Amber Burrows, Holyhead, Anglesey, UK
It is typical (above) that a GP states it is the patient who is to blame for the over-prescription of anti-depressants by GPs. If patients expect a pill for every ill, it is only because they have been told this is the solution to their problems by health professionals they trust. Even to the point where they become addicted to them. As a user of complementary medicinefor over 20 years - initially to wean my mother from the 18 years repeat prescription of librium she was givne by her gp, without his even seeing her each time, I know that if a patient wants anything but drugs they have to press for it. Most doctors look amazed when asked what can be done without drugs. GPs must take responsibility for their over-use of anti-depressents rather than blame the patient, who unlike them, rarely has access to their side-efects and tens to trust the person who has been trained by the state for 7 years to know what they are doing! J.Poole.
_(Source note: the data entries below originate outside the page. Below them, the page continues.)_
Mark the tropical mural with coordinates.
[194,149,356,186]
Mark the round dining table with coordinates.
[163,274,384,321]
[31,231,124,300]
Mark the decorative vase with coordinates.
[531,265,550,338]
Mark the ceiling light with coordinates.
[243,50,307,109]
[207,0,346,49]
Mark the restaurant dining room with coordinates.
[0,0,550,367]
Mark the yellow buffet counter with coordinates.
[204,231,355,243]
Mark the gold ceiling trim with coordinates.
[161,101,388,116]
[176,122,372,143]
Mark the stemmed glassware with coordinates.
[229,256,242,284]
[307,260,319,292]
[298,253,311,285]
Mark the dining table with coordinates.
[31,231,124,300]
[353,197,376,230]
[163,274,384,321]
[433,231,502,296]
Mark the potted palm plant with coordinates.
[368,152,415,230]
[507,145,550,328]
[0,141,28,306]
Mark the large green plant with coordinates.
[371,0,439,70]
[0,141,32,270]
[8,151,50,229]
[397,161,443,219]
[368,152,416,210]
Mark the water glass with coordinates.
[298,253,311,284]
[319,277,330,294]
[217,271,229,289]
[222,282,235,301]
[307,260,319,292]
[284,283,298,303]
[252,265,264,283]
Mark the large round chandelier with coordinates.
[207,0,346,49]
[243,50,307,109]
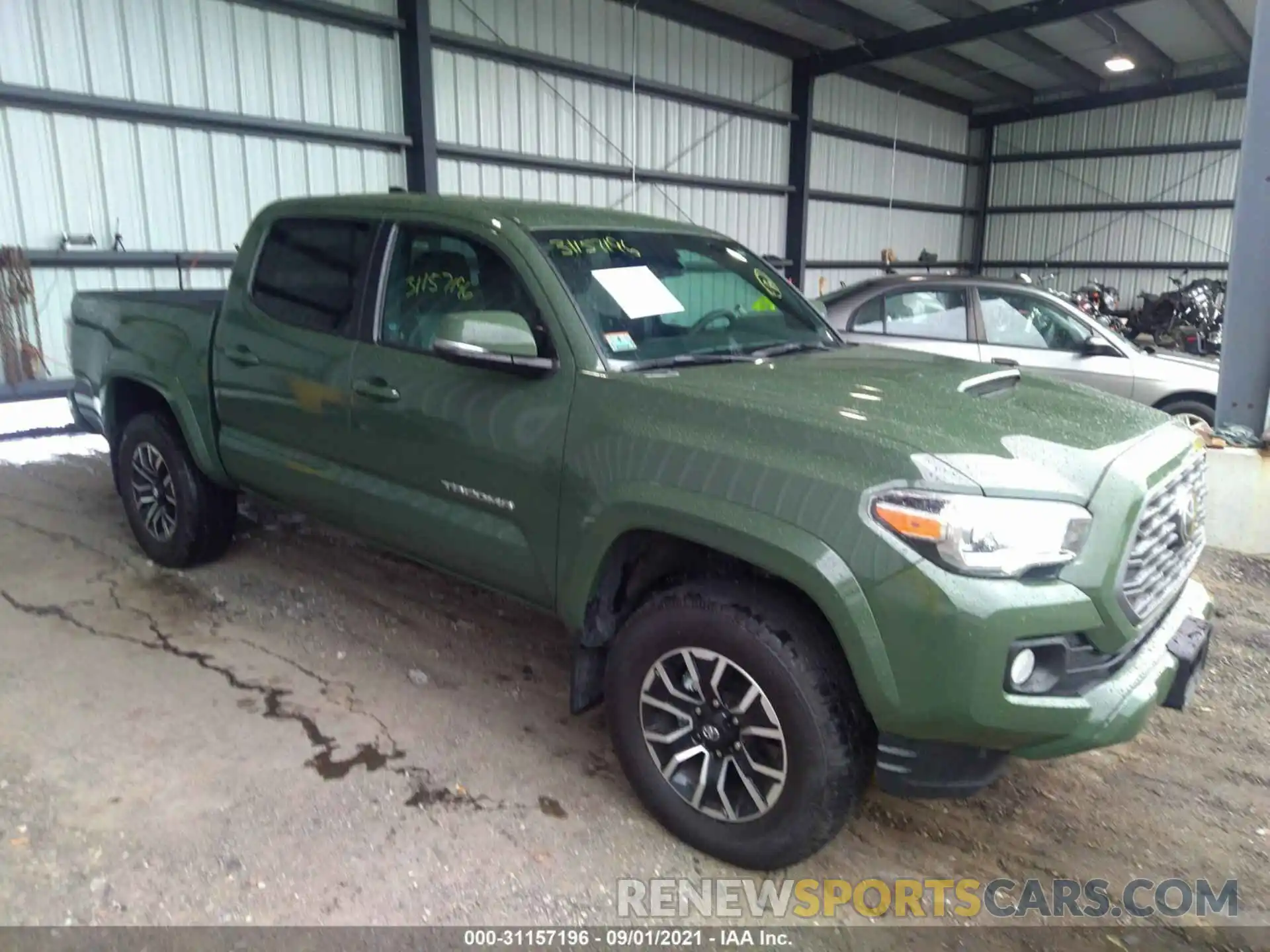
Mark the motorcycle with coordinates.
[1072,280,1128,334]
[1129,270,1220,354]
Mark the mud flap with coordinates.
[569,643,609,715]
[1164,618,1213,711]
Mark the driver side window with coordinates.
[979,288,1091,352]
[378,225,551,356]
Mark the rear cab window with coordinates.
[250,218,378,334]
[377,223,555,356]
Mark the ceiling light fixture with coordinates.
[1103,50,1136,72]
[1093,14,1138,72]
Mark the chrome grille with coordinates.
[1120,453,1208,625]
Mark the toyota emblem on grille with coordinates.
[1175,489,1199,545]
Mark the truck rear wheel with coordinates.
[605,581,876,869]
[114,413,237,569]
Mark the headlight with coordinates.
[870,490,1092,578]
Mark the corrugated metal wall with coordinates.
[0,0,966,377]
[986,93,1245,294]
[432,0,790,255]
[0,0,405,377]
[804,76,969,294]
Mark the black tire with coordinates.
[1160,400,1216,426]
[605,581,878,869]
[114,413,237,569]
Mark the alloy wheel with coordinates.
[132,443,177,542]
[1176,414,1208,430]
[640,647,788,822]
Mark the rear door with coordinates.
[847,284,980,360]
[352,218,573,606]
[212,217,378,516]
[978,287,1133,397]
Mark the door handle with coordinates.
[225,344,261,367]
[353,377,402,404]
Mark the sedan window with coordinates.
[979,288,1092,350]
[885,291,968,340]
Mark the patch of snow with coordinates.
[0,397,72,436]
[0,433,109,466]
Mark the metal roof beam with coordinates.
[769,0,1034,102]
[1186,0,1252,62]
[816,0,1143,72]
[917,0,1103,90]
[622,0,975,113]
[970,69,1248,128]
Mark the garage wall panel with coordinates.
[987,210,1232,266]
[812,76,970,152]
[812,135,965,204]
[0,108,405,251]
[431,0,791,109]
[433,50,788,182]
[439,159,785,255]
[993,93,1247,155]
[991,151,1240,206]
[808,202,961,262]
[0,0,402,132]
[984,266,1226,299]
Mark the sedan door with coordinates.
[978,287,1134,397]
[846,284,980,360]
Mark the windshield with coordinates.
[534,230,838,370]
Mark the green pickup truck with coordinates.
[71,194,1212,868]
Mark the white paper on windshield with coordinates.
[591,264,683,320]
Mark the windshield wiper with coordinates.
[622,353,754,371]
[745,340,829,357]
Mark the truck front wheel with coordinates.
[605,581,876,869]
[114,413,237,569]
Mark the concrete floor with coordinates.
[0,438,1270,948]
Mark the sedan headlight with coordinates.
[870,490,1092,579]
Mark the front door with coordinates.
[979,288,1133,397]
[212,218,378,516]
[352,223,573,606]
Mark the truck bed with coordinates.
[70,290,225,432]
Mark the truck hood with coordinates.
[620,345,1166,502]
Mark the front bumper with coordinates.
[1006,579,1213,759]
[866,563,1213,758]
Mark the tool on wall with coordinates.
[0,247,48,386]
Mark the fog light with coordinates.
[1009,647,1037,688]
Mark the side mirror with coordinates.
[432,311,558,377]
[1081,337,1120,357]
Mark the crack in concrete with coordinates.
[0,588,405,781]
[0,513,127,565]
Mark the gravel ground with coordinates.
[0,442,1270,948]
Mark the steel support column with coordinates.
[1216,3,1270,436]
[970,126,997,274]
[398,0,438,194]
[785,60,816,288]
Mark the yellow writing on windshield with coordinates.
[548,235,644,258]
[405,272,472,301]
[754,268,781,299]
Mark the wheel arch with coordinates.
[102,373,231,486]
[558,494,899,711]
[1152,389,1216,410]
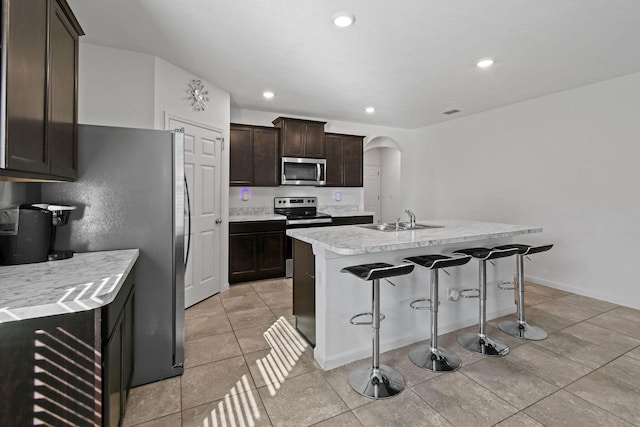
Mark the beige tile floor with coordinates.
[125,279,640,427]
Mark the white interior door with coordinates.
[168,117,223,307]
[364,165,380,223]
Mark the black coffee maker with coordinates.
[31,203,76,261]
[0,204,75,265]
[0,205,53,265]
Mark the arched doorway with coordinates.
[364,136,403,222]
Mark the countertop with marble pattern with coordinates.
[287,220,542,255]
[0,249,139,323]
[318,209,375,217]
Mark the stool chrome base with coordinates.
[349,364,405,399]
[498,320,548,341]
[458,333,509,356]
[409,345,462,372]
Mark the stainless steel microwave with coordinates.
[280,157,327,186]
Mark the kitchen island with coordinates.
[287,220,542,370]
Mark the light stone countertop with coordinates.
[287,220,542,255]
[229,214,287,222]
[0,249,139,323]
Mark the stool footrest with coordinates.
[496,282,516,291]
[349,312,386,325]
[458,288,480,298]
[409,298,431,310]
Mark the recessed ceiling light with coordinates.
[333,12,356,28]
[476,58,493,68]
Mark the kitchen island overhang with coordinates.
[287,220,542,370]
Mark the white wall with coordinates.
[403,73,640,308]
[154,57,230,132]
[376,148,402,222]
[78,43,154,129]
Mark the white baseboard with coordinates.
[314,305,516,371]
[524,275,640,310]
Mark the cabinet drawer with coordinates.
[229,220,286,234]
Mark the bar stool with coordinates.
[340,262,414,399]
[496,244,553,341]
[403,255,471,372]
[453,248,518,356]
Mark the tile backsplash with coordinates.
[229,186,364,215]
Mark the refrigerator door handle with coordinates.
[184,175,191,268]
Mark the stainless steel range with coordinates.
[273,197,332,277]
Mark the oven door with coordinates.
[280,157,326,186]
[285,218,333,277]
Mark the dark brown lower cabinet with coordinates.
[229,221,286,283]
[293,239,316,347]
[0,268,134,426]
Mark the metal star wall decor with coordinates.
[187,80,209,111]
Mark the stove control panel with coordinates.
[273,197,318,209]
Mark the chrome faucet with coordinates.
[405,209,416,228]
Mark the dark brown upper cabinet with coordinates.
[0,0,84,180]
[325,133,364,187]
[229,123,280,187]
[273,117,326,158]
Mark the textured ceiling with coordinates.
[69,0,640,128]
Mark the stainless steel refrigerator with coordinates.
[41,125,188,386]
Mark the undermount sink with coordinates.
[360,222,444,231]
Chartered Psychologist
Dr J. Poole, Romsey, Hants
The research into the use of St John's Wort is, to quote a Cochrane review (the most objective review of the available evidence that we have) "inconsistent and unreliable" It's not a basis to argue that the drug has no effect - bad research is just as likely to miss a benefit as it is to demonstrate an unjustified one.
NICE guidelines advise doctors not to prescribe it or recommend its use at present because of concerns about the widely varying bio-availability between different manufacturer's products - as it's classed as a food rather than a drug the regulations about product quality are nowhere near as stringent.
This meta-analysis showed that if SSRI's do have a beneficial effect then they are more likely to help patients with profound and severe depression but even that finding may be a result of patients' differing responses to placebo.
And to answer your final point, I'm a GP with a special interest in both psychiatry and pharmacology with additional qualifications in both.
Martyn Lobley, London,
The meta analysis methodology itself enables âpublication biasâ in the sense of selecting which data sets not to include and also ignoring technical limitations of individual studies such as different sizes of drug and control groups. Meta analysis is altogether "iffy" statistically and bad science and its results at best suggest further lines of investigation rather than demonstrating effects....feeds only the "no smoke without fire", "big conspiracy" type thinking
BKriss, London,
St John's Wart is clinically ineffective in double-blind studies. How can you suggest people take it? For the placebo effect?
Having lived with someone that suffers severe depression, and knowing the effectiveness of the medication on their well being, I find it startling to discover the same witchhunt against SSRIs being dug up once more.
Why is a GP writing this article instead of a psychiatrist?